United Nations: Two billion people don't have safe drinking water

Last updated at 13:34
Sandy Chuol, 10, heads home with the jerrycan of clean water that she collected at a UNICEF-supported water point, in war-ravaged Malakal Town, South SudanUnicef / Rich
Ten-year-old Sandy heads home with a container of clean water that she collected at a Unicef-supported water point in South Sudan

More than two billion people, including children, don't have access to safe drinking water.

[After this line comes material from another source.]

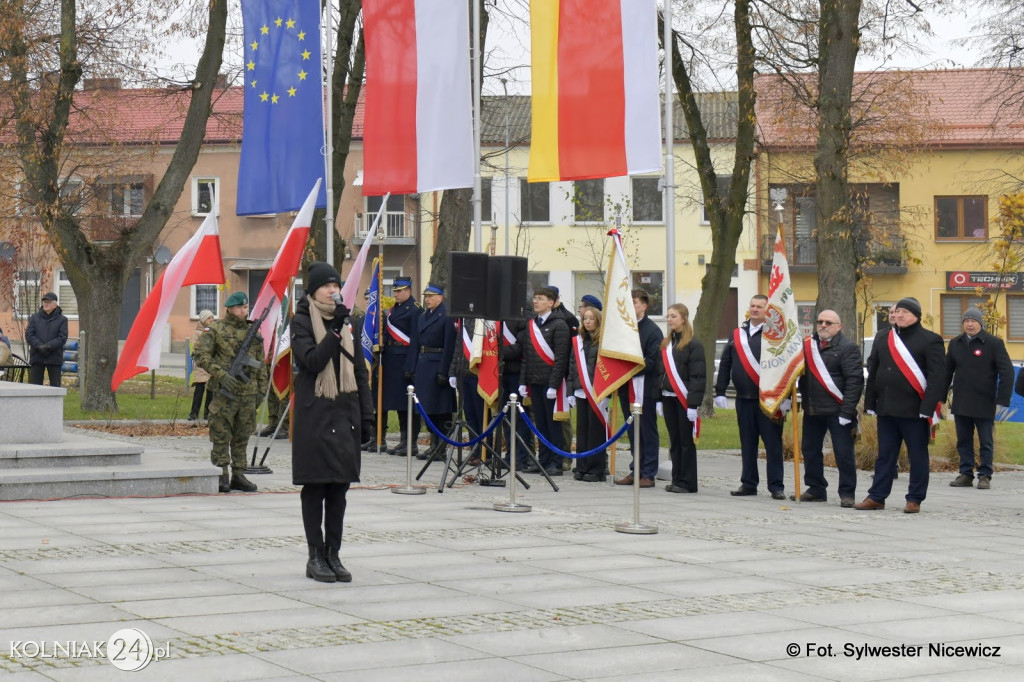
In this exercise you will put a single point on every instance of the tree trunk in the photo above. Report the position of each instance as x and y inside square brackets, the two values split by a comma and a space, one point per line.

That's according to a new report from the United Nations Children's Fund (Unicef) and the World Health Organisation (WHO).

While the report says progress has been made to help poorer communities, there are still problems when it comes to the quality of water and the toilets that families have access to.

"If the water isn't clean, isn't safe to drink or is far away, and if toilet access is unsafe or limited, then we're not delivering for the world's children," said Unicef's Kelly Ann Naylor.

A child collecting water.Getty Images

The research shows that 1.8 billion people have been given access to basic drinking water since 2000, but for many, availability and quality of water is limited.

It is estimated that one in 10 people (785 million) still lack basic services, including the 144 million who still drink dirty surface water.

Over four billion people are also living where there aren't safe toilets or properly managed sewage. While another three billion are not able to wash their hands properly with soap.

By using unhygienic toilets and not having things like soap, children and adults are at risk of picking up and spreading lots of diseases.

"Children and their families in poor and rural communities are most at risk of being left behind", Naylor said as she asked governments to "invest in their communities".